Monroes Terminkalender als Vermächtnis analoger Daten 📓
Über den sentimentalen Wert hinaus bietet der verkaufte Terminkalender eine Fallstudie zur Verwaltung persönlicher Informationen im vor-digitalen Zeitalter. Mit handschriftlichen Notizen über Schauspielmethoden, Kontakten und Produktionsnotizen fungiert dieses Objekt als Aufzeichnung unstrukturierter Daten. Aus technischer Sicht zeigt seine Erhaltung und spätere Versteigerung, wie das physische Medium (Papier und Tinte) kontextuelle Metadaten bewahren kann, die ein modernes digitales System verlieren würde, wenn es nicht korrekt indexiert wird. Der Endpreis spiegelt die Schwierigkeit wider, diese Authentizität zu reproduzieren.
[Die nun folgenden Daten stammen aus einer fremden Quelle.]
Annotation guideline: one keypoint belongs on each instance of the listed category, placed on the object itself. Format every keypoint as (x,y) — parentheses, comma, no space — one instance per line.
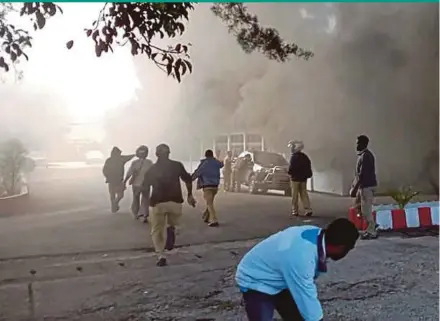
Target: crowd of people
(279,272)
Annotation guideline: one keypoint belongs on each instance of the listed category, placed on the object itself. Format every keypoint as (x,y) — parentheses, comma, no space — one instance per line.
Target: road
(69,258)
(69,213)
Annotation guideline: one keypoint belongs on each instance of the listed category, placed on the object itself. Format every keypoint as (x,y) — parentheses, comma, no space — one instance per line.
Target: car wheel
(253,189)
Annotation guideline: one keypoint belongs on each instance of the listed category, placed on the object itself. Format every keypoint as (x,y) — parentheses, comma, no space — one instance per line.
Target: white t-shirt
(138,169)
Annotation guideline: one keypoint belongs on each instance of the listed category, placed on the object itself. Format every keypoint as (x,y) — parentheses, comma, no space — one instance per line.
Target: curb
(15,204)
(391,218)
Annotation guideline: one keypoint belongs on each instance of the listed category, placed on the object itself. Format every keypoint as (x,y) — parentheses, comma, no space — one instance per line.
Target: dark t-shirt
(113,169)
(164,177)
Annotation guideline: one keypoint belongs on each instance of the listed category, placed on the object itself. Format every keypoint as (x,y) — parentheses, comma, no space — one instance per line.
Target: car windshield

Dein alter Schultagebuch ist nicht einmal 140 Dollar wert 😅
Während Monroes Terminkalender für ein Vermögen verkauft wird, sammelt deiner wahrscheinlich mit Herzchenzeichnungen und Mathenotizen Staub in einer Schublade. Der Unterschied: Sie war Marilyn Monroe und du bist jemand, der das um drei Uhr nachmittags liest. Zum Glück kannst du immer noch so tun, als würdest du einen ähnlichen Schatz hüten und ihn bei Wallapop einstellen. Spoiler: Niemand wird 140.000 Mäuse für deine Einkaufsliste bezahlen.